The latest development in the years-long war over whether the capital’s football team sports an offensive name came Monday, when the U.S. Patent Office rejected the trademark of Washington Redskin Potatoes, partly because of the inclusion of the term “redskin.” The patent office made a similar move against a pork rinds distributor late last year, and Monday’s judgement gave hope to Native American groups who have long railed against Redskins owner Dan Snyder and his team’s name.
“It is heartening to see this latest step in the right direction,” Oneida Indian Nation spokesman Ray Halbritter said in a statement. “We hope that the Washington NFL team will heed the clear calls for change and place itself on the right side of history by changing the team’s disparaging name.”
They shouldn’t hold their breath. Snyder has long refused to budge on the issue, and legal experts said the rejection of the two trademark applications won’t have a major impact on an ongoing fight over the team name.
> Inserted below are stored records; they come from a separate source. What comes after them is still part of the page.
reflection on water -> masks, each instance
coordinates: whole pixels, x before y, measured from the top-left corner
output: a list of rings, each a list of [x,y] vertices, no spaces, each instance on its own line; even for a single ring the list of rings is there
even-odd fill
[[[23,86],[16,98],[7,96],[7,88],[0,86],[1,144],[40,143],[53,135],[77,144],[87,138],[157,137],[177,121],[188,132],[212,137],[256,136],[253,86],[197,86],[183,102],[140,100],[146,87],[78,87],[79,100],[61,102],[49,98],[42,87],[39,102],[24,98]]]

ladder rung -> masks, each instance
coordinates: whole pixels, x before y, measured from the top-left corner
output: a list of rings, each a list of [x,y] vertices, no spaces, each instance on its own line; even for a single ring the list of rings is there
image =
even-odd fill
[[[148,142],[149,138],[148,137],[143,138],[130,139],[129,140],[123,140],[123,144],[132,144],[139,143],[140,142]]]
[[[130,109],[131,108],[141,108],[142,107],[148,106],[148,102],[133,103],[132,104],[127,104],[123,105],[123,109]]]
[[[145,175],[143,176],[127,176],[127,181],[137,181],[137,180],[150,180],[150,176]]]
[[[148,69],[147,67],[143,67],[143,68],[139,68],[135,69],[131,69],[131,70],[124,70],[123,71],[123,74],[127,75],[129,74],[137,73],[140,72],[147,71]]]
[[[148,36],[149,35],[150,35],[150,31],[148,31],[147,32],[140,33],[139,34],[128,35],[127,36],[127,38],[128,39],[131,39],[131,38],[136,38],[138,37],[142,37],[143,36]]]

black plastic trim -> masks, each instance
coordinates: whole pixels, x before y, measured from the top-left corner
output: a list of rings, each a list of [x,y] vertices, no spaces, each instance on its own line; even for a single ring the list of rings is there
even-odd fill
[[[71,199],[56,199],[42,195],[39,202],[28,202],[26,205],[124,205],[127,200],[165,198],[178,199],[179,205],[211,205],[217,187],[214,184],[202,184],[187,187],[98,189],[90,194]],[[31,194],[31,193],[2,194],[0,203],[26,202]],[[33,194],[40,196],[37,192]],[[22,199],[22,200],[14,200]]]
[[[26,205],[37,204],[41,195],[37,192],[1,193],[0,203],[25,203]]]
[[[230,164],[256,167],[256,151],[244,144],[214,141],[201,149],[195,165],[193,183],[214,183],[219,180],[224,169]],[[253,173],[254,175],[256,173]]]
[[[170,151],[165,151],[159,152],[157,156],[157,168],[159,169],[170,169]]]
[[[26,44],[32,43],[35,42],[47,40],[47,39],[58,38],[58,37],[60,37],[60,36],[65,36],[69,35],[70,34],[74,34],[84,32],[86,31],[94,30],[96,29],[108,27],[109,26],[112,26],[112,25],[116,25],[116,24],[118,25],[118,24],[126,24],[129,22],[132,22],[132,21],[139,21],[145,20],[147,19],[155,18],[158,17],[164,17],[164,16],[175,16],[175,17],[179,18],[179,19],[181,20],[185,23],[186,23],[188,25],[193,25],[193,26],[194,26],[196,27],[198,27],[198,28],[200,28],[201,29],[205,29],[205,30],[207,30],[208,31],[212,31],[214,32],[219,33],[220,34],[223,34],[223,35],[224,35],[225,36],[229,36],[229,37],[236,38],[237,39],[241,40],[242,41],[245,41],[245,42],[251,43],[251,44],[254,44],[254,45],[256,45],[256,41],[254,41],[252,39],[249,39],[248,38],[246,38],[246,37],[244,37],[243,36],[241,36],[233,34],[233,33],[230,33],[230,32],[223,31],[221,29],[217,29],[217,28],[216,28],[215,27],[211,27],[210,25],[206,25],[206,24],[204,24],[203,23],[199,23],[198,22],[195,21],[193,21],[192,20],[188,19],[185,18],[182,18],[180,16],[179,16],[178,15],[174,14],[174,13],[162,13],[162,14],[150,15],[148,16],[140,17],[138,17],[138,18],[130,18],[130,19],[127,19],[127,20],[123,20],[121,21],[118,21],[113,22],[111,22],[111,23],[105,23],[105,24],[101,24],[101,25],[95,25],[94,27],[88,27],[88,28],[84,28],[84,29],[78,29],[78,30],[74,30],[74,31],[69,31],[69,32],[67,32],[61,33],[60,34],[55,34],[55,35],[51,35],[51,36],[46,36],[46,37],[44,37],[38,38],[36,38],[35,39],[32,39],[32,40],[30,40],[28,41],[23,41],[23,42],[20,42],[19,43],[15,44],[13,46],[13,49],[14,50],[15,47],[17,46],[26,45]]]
“The crux of the [issue] is whether the term ‘redskin’ was disparaging in the ’60s and ’70s when the team acquired most of these registrations,” New York copyright attorney Kristen McCallion said. “One’s current views of the mark, whether it’s disparaging or not, are largely irrelevant with respect solely to [the current fight].”
While the Oneida Indian Nation has waged a public relations battle against Snyder and the NFL in recent months, another group has revisited a decades-old legal dispute against the team. In 1999, the Patent Office’s Trademark Appeal Board revoked the Washington Redskins’ registration for being disparaging, but a federal court reversed that decision in 2003, saying the plaintiffs failed to provide adequate proof of disparagement. In 2012 a group of five Native Americans filed a petition to the trademark appeal board to have the team’s trademarks cancelled for using a disparaging term. That petition is currently pending.
Even if they prevail, McCallion said, revoking the team’s trademark registration wouldn’t have a huge impact on the team or the name. The team could still sell merchandise and use the name, although some of the legal protection afforded by a registered trademark would be lost.
“If they lost federal registration that would hurt their branding,” said Patricia Rehfield, a Maryland-based copyright attorney.
Redskins spokesman Tony Wyllie said in a statement that “no matter what the ruling is this year, we expect no change that will impact the Redskins.”
“Even a negative ruling will have no effect at all on the team’s use of the Redskins name and logo,” he said. “That’s how the process works given our right to appeal.”